Choosing a place to lay your head is an important decision when travelling, and different things matter to different people.
Some are perfectly happy with a chain hotel offering a bed, a TV, a shower, and a continental breakfast, while others want luxurious spas and pampering, and others still want something completely different.
Here are some things you should consider before booking a hotel in order to have the best experience possible. Besides price, of course. We assume you’re checking that already.
Location. Obviously this is one of your top concerns. Is it close to whatever it is you want to be close to? Tourist attractions? The conference? The airport? Transportation? Make sure you know what you want to be close to so you don’t arrive and realize it’s near a museum but a half hour drive from everything else you need.
Parking. If you have a car or are renting one you should check if the hotel has parking or if there is parking nearby, and how much it costs.
Amenities. Gym? Restaurant? Minibar? Regular bar? Spa? What do you need and what does the hotel have? Maybe you’re thinking “Duh!, of course!” and rolling your eyes, but how many of us have arrived at a hotel in the past only to discover there’s no minibar or onsite restaurant when we just assumed there would be? Is there an elevator or just stairs? Are there bellhops or are you expected to carry your own bags? Is the bathroom en suite or shared? Avoid unpleasant surprises.
Reviews. Read reviews online but take them with a grain of salt. I once stayed at a hotel in Edinburgh where the loud music from the bar downstairs kept me up until 1:30 am each night, yet there’s no mention of this problem in any of the dozens of glowing online reviews. It seems impossible to me that nobody else encountered this issue but maybe it’s because the hotel is for a younger demo than two middle-aged parents and their toddler. And then I never wrote a review even though I meant to, because who has that kind of time? So, some things nobody is going to warn you about, but if all the reviews are negative you probably should stay somewhere else.
Wi-Fi. Some hotels still charge for Wi-Fi and others don’t offer it at all, particularly smaller, boutique hotels or Bed and Breakfasts.
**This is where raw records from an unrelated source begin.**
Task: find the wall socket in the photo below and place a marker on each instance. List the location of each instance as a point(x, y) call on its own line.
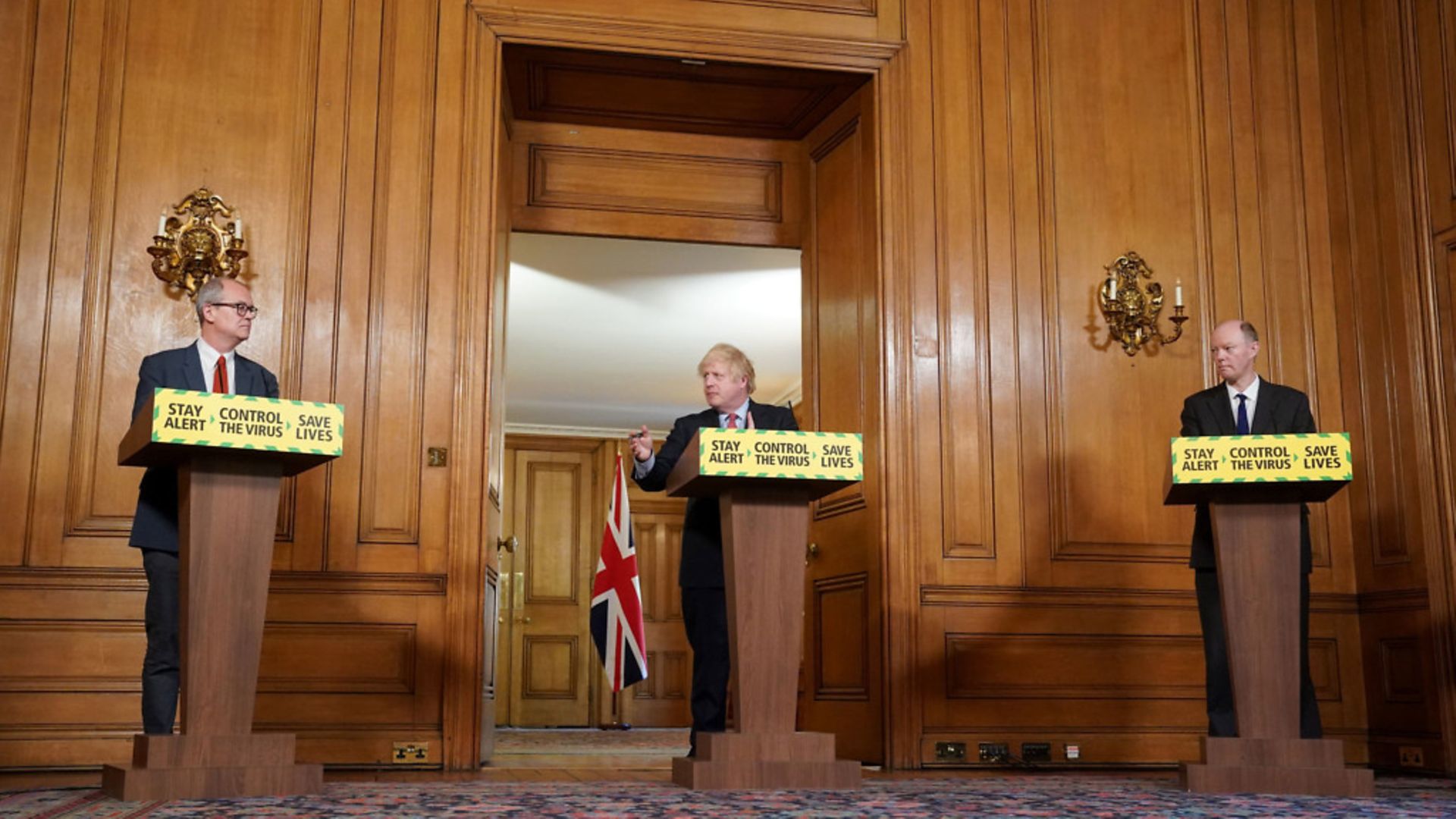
point(1413, 757)
point(411, 752)
point(949, 752)
point(995, 752)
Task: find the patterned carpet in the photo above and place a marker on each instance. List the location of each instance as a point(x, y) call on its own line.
point(946, 796)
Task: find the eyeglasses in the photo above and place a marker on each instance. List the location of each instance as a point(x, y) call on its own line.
point(243, 308)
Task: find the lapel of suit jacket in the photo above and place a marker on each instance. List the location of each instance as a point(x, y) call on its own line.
point(246, 375)
point(1263, 422)
point(193, 369)
point(1222, 410)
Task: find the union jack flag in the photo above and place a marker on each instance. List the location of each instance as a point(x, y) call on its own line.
point(617, 596)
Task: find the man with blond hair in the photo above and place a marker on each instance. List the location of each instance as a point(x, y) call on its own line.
point(728, 381)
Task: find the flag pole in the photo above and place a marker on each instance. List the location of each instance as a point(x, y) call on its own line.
point(617, 725)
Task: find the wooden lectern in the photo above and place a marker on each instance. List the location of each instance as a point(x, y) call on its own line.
point(228, 515)
point(1256, 532)
point(766, 525)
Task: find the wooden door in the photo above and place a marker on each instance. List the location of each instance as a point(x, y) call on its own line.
point(551, 509)
point(495, 535)
point(842, 646)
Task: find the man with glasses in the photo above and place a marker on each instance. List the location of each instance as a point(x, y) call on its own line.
point(224, 312)
point(1244, 404)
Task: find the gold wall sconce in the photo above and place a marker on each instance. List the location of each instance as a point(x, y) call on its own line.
point(193, 245)
point(1131, 309)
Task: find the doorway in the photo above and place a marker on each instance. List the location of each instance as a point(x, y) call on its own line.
point(603, 335)
point(689, 150)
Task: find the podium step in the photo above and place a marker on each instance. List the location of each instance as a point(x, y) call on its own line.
point(136, 784)
point(772, 774)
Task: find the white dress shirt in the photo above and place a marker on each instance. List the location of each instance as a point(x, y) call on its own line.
point(210, 356)
point(1251, 394)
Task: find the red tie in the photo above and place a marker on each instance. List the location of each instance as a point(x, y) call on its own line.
point(220, 375)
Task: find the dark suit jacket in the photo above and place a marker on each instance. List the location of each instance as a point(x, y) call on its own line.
point(1209, 413)
point(155, 526)
point(702, 564)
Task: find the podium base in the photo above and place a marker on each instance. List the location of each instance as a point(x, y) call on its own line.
point(137, 784)
point(1308, 767)
point(736, 761)
point(166, 767)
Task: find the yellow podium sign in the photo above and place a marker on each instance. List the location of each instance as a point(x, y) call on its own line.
point(246, 422)
point(781, 453)
point(1253, 460)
Don’t assume they offer it and if you need it make sure you can get it.
Cancellation policy. Just in case. You never know. Always check if you can cancel, and if you book through a third party make sure to check it from all angles.
Room size. If you’re not sure, ask. A tiny room can be a real inconvenience and they’re not always upfront on their websites. I once stayed in a room so small that I hit my head on the sloped ceiling every time I got out of bed. I would have liked to avoid that. Reviews might also have this information.
Does it suit your specific needs? You are a unique individual, just like everyone else. This means you have your own needs that are specific to you. Do you want to bring your dog? Then you need the hotel to be pet friendly. Are you allergic to dogs? Maybe you need a hotel that is not pet friendly. Do you have a baby? Do you need to be close to places where you can buy milk or formula? Do you need 24-hour room service? Air conditioning? A crib or cot? Breakfast? Do you want a party hotel with a nightclub? Or a quiet place with fine scotch and comfy chairs?
There are enough places out there that everyone should be able to find something that suits their specific needs. Just make sure to check before you leave, so you’re not disappointed.